Phase 1: Data Understanding & Context Generation

**Goal:** Analyze data, build modular data loader, implement "first-time context & dictionary builder."

* [ ] **Task 1.1: Analyze Sample Data (S3)** * [ ] User provides sample data/schema. * [ ] Identify types, patterns, PII. Storage format in S3 (CSV, JSON, Parquet). * [ ] **AI Action:** Request sample/schema. Discuss S3 format.

* [ ] **Task 1.2: Design Modular S3 Data Access (Athena/Spectrum)** * [ ] Python module for S3 data interaction (via Athena/Spectrum). * [ ] Configurable for S3 paths & data formats. * [ ] **AI Action:** Propose design.

* [ ] **Task 1.3: Implement Initial Data Profiling** * [ ] Script: list columns, infer types, basic stats (via Athena/Spectrum). * [ ] **AI Action:** Code utility.

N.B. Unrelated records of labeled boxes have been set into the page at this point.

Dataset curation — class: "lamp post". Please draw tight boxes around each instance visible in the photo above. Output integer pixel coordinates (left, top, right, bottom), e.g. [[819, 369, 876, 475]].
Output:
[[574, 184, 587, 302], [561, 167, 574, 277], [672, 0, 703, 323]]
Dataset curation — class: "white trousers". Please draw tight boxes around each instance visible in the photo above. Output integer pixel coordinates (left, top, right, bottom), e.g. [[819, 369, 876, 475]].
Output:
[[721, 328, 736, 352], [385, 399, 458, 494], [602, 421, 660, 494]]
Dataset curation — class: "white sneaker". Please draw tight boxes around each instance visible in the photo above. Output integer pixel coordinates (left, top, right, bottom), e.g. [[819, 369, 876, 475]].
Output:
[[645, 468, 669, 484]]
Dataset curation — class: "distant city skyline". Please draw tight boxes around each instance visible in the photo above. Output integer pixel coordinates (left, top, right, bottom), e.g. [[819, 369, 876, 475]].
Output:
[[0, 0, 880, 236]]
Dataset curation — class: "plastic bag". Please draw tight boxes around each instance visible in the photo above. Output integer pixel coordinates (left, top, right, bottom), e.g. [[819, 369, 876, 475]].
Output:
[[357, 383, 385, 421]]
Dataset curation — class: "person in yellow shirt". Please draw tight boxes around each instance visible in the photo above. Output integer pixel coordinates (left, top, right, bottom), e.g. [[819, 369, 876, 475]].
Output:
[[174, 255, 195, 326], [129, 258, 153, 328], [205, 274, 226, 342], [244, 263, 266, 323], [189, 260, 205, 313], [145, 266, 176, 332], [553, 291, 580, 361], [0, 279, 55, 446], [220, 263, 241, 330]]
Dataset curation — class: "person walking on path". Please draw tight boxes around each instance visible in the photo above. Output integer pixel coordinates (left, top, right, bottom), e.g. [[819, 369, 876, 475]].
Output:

* [ ] **Task 1.4: Develop "First-Time Context & Dictionary Builder"** * [ ] **Concept:** One-time LLM process (Claude 3 Sonnet) on data subset (schema, sample rows) for: * ~500-word **domain context**: Overview of data, purpose, common query types, business rules. * **Data dictionary**: Column names, detailed descriptions, data types (Athena/Presto specific), table relationships, value distributions/enums where applicable, sample valid values. * [ ] **Implementation:** Script to fetch schema/sample, prompt LLM, store context/dictionary (e.g., JSON/YAML in S3 `/generated_context/` or DynamoDB). Ensure efficient loading/caching by backend. * [ ] **AI Action:** Design prompt, write script, discuss storage & efficient access.

---

Phase 2: Backend Skeleton - API & Core Logic

**Goal:** Setup backend app, API endpoints, LLM module, text-to-SQL, data querying.

* [ ] **Task 2.1: Design Core API Endpoints** * [ ] `/query` (POST), `/capabilities` (GET), `/config/llm` (GET/POST, Admin), `/admin/context/regenerate` (POST, Admin). * [ ] **AI Action:** Define OpenAPI/Swagger spec.

* [ ] **Task 2.2: Setup Basic Backend App (FastAPI/Flask)** * [ ] Init framework, "hello world" endpoint, `requirements.txt`, `Dockerfile`. * [ ] **AI Action:** Provide boilerplate.

* [ ] **Task 2.3: Implement LLM Interaction Module (`llm_clients.py`)** * [ ] Unified interface for LLMs. * [ ] **Sub-tasks:** Bedrock (Claude 3 Sonnet), optional OpenAI, optional Gemini. Secure key handling. * [ ] Easy model switching via config. * [ ] **AI Action:** Code module, start with Bedrock.

* [ ] **Task 2.4: Develop Text-to-SQL Component** * [ ] Takes user query, loads comprehensive context/dictionary (Task 1.4). * [ ] **Advanced Prompt Engineering:** * Use detailed context (schema, descriptions, relationships, sample values/queries, business rules). * Provide few-shot examples of good text-to-SQL pairs if necessary. * Clear instructions on SQL dialect (Athena/Presto), functions to use/avoid. * Security constraints (e.g., generate read-only queries, avoid specific clauses if risky). * [ ] Prompts LLM (Claude 3 Sonnet) for SQL. * [ ] **Robust SQL validation/sanitization:** e.g., allowlisting commands/patterns, parsing query structure, checking for DML or harmful operations, regex checks. * [ ] **AI Action:** Design prompt, implement component with validation.

* [ ] **Task 2.5: Implement AWS Data Querying (Athena/Redshift Spectrum)** * [ ] Executes SQL, retrieves results. * [ ] **Crucial:** Limit to 50 rows for LLM. Aggregate if >50 rows. No raw DB info to next LLM. * [ ] Ensure query execution IAM roles have least privilege access to data. * [ ] **AI Action:** Code module.

* [ ] **Task 2.6: Implement Result Processing & Formatting (LLM-based)** * [ ] Takes query data (max 50 rows), original query. * [ ] Prompts LLM (Claude 3 Sonnet) for natural language answer & graphical representation suggestion (e.g., `{type: 'bar', data: {...}}`). * [ ] **Strictly no raw table data in final response.** * [ ] **AI Action:** Design prompt, implement component.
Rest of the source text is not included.